Sunday, April 12, 2009

Fox Glacier

It was a clear, sunny morning when we arrived at Fox Glacier for our hike. There were impressive views of the jutting face of the glacier as well as its flow for miles down the valley. The scale of the glacier was amazing, especially in combination with the recognition that it has been around since the ice age. We hiked through a lush forest to reach an entry point farther down on the glacier. After affixing spiked cramp-ons to our boots, we made our way up the carved ice steps, climbing onto the glacier. Being on the ice of the glacier was almost surreal. We were surrounded by an icy wonderland and you could feel the cold air blowing off of the glacier. We had the opportunity to see deep crevasses and unique patterns of whites and blues in the ice. Though it was not supposed to be part of the hike we signed up for, we even got to step into an ice cave. There was water dripping from the ceiling, and my feet got wet, but it was well worth it for the close-up view of a natural wonder.

That afternoon we took a walk around Lake Matheson, which is known for the potential to see surprisingly clear reflections of Mt. Cook and Mt. Tasman. Unfortunately the clouds had rolled in by then, so the views to the mountains were obscured. Though, it was still a cool walk with a range of unique trees and plant life along the pathway. And the mountain tops peaked out of the clouds on our drive back, making for quite a picturesque scene.
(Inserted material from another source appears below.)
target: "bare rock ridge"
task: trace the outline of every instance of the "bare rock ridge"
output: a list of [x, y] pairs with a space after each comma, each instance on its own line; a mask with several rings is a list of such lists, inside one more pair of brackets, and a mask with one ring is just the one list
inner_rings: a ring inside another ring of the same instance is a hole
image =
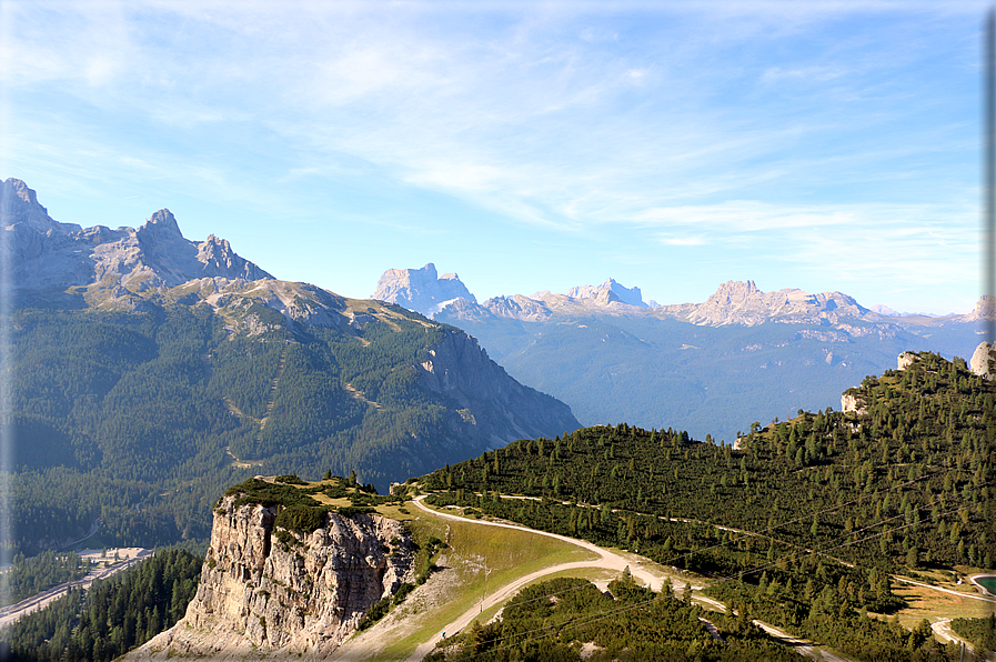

The following morning brought our first experience of New Zealand’s rain. We had totally lucked out up until this point to have had so many back to back days of perfect weather. Unfortunately our helicopter flight over the glaciers was cancelled due to the weather. Instead we headed over to Gillespies Beach… and I took the driver’s seat for the first time. It was a bit of a hairy drive, as there was a long section of the route on gravel road, which was winding and narrow. Overall, it was quite disorienting to be sitting on the opposite side of the car, driving on the left-hand side of the road. We got quite wet by the time we followed Gillespie’s trail to the beach. The beach itself was strewn with huge pieces of driftwood, which made for an ominous scene amidst the dark rainclouds.